L’esercito ha probabilmente quasi 500 mila riservisti, ma il numero è segreto e forse imprecisato: «Quando è cominciata la guerra, in questa base è arrivato il 30 per cento in più delle persone che ci si aspettava. Questo lì per lì ha provocato scompiglio anche rispetto alle attrezzature, divise, fucili, automezzi,posti letto... ci sono state lamentele, ma poi lo spirito di iniziativa e di adattamento ha aiutato. Piace a qualcuno pensare che siamo gente viziata, perchè il tenore di vita è occidentale, viviamo nel capitalismo,ci piace divertirci e vivere bene. Ma è un errore credere che questo sia il nostro carattere principale. Noi siamo abituati a essere l’uno per l’altro, non importa quale sia il prezzo».

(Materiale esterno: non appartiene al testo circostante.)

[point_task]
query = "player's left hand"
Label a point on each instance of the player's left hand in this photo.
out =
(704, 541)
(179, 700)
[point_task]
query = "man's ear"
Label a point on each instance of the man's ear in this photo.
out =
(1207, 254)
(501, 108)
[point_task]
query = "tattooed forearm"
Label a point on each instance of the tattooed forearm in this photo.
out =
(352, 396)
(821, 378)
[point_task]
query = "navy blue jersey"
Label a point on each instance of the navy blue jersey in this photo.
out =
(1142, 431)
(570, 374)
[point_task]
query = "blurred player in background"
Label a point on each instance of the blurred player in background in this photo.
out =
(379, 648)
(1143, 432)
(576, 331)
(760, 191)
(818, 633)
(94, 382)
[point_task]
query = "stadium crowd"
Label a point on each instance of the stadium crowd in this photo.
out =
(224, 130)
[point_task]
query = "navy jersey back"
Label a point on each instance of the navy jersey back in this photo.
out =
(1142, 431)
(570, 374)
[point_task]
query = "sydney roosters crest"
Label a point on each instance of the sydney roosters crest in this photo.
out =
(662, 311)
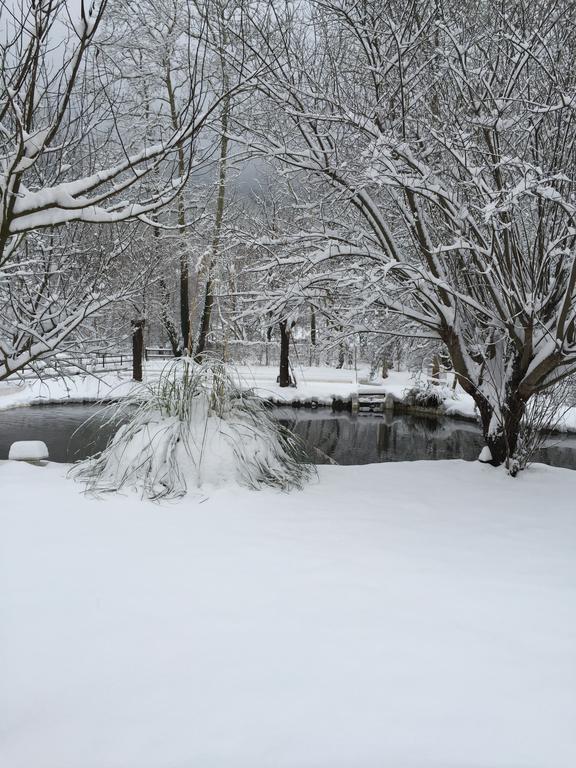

Mentre parliamo, passano ragazzini di poco più di vent’anni: «Nel miluim ci sono di tutti i tipi: il servizio militare finisce a venti, ventuno anni. Quindi io mi trovo con compagni dell’età dei miei figli. Sono un po’ gelosi: sanno che mi piace fare da babbo ai loro coetanei che magari sono tesi, sono a volte anche impauriti dalla responsabilità e dal pericolo di vita. Uno di questi mi chiama appunto “abba” papà».
«La cosa più buffa però riguarda il mio “abba”: ha settantacinque anni, mi ha chiamato dalla fattoria per chiedere se può magari guidare un Rio (uno dei pickup da trasporto ndr)” o rendersi utile in qualche altro modo». Che ci va a fare in Libano? Non gli è bastata una volta? «Certo, non c’è niente per noi in Libano...» suona il telefono. Risponde: dalla fattoria, sua madre gli fa sapere che di nuovo un paio di katiushe, in questo giorno terribile in cui ne sono cadute tante uccidendo, ferendo, distruggendo, hanno distrutto e appicato fuoco intorno alla fattoria. «Lo vede? Non mi faccia domande di storia, il presente è quello che conta. E il presente è quello in cui l’odio di Nasrallah dà fuoco alle foreste, e distrugge le vite».